All in all, Peter is back to his old life. He lives in New York City and has a weekend house in Connecticut where he goes when he’s not in a show. “I treasure both my crowded, bicycle-riding, coffee-in a-cardboard-cup urban life and my sawdust-covered weekends tooling around in my truck,” he says. And he’s grateful for having had surgery with a top team.
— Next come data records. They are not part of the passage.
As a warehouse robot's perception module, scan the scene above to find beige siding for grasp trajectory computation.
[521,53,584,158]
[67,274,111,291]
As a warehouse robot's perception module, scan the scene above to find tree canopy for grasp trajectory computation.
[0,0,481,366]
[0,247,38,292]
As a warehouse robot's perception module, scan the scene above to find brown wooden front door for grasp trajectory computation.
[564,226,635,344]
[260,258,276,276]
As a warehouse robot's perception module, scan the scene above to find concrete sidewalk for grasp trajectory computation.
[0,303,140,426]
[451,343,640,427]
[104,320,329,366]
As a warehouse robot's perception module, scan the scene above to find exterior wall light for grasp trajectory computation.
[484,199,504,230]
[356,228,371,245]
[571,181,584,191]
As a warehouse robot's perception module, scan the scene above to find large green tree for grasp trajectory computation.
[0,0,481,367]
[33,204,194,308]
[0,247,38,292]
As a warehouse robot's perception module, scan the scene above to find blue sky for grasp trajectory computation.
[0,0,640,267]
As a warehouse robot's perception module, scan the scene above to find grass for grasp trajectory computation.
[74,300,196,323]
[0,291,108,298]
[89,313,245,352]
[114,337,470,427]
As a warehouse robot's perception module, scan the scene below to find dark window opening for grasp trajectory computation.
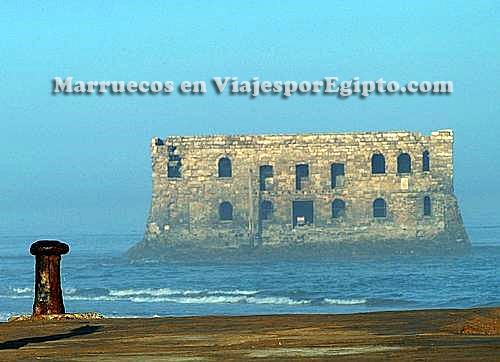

“Every medical professional I met through this episode treated me with that same clear-headed competence and professionalism,” he reflects. “I was never once condescended to. My need to grasp the details of my case were always satisfied. I was treated as a peer – as though I were one of the doctors on the case. This allowed me to feel confident and more like a partner than a helpless patient. That feeling of being an active participant in my case continued right though my experience in recovery.”
Peter is also grateful that his surgeons understood his point of view. “They have performed this procedure countless times, but for the patient this kind of surgery is a singular and remarkable event,” he says. “It is difficult to speak about Dr. Selesnick and Dr. Stieg without real emotional resonance. For them I was an unremarkable patient, but to me they are the two men who guided me safely through a big life event. I felt like they got to know me, and that who I was mattered to them.”
Peter has some advice for others confronting an acoustic neuroma. Educate yourself and understand your options, get in the best shape possible before surgery, and be brave — “this is so doable,” he says. “Hook up with Dr. Selesnick and Dr. Stieg and get yourself connected to Weill Cornell Medicine and NewYork-Presbyterian,” he adds. “Then count your blessings and move on.”